The wave of share buybacks by public companies, which took off in the first quarter of 2011 when companies bought back nearly $90 billion shares, is continuing with buybacks through June 3 totaling $263 billion, up from $164 billion by the same date last year.

As of June 28, buybacks were announced by 40 companies including McGraw-Hill, Campbell Soup, Medtronic, Best Buy, Progressive Insurance, Smithfield Foods, General Dynamics and Prudential Financial.

One reason for the increase, according to Legg Mason Capital Management chief investment strategist Michael Mauboussin, is the estimated $1 trillion in cash that companies have on their balance sheets which executives reportedly have been reluctant to invest amid continuing uncertainty about the economy’s prospects.

In theory, Mauboussin said, buybacks are equivalent to dividend payments, but that in practice there are important differences.

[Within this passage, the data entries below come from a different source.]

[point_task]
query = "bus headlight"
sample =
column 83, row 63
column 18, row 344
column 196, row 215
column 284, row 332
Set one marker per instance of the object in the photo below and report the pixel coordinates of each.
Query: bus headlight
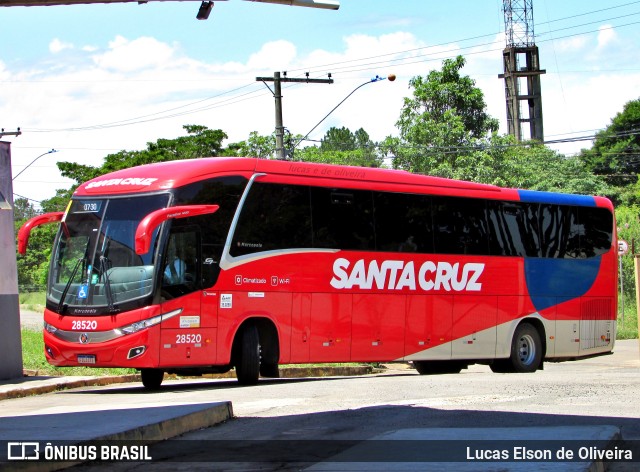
column 140, row 325
column 50, row 328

For one thing, dividends don’t pose timing problems. They are paid out to the holders of shares of a stock.  Buybacks, once announced, aren’t always acted upon at once.

“Besides,” said Mauboussin, “you can’t make generalizations about buybacks, as to whether they are good or bad. In many buybacks the intentions of management may not be pure.” 

An example of this would be when management is paid in options and uses a buyback to increase the value of their options holdings.

So the strategy of automatically buying a stock when a company announces a buyback -- a popular investor move -- may not always pay off. Take Home Depot. The home improvement supply company has made several share buybacks over the past few years but its stock has barely moved.

As if that were not complicated enough, this season is seeing a return of a more complex structured buyback strategy, more commonly known as accelerate share buybacks, not seen since the onset of the financial crisis in September 2008.

There were 26 accelerated share buybacks worth a total of $8.5 billion announced in the first five months, suggesting the total for the year will well exceed the 39 completed ($11 billion) in all of 2010.

ASRs can be a better deal for investors, since they assure that the announced buyout will occur, while a regular share buyback can be put on hold and not acted upon by management.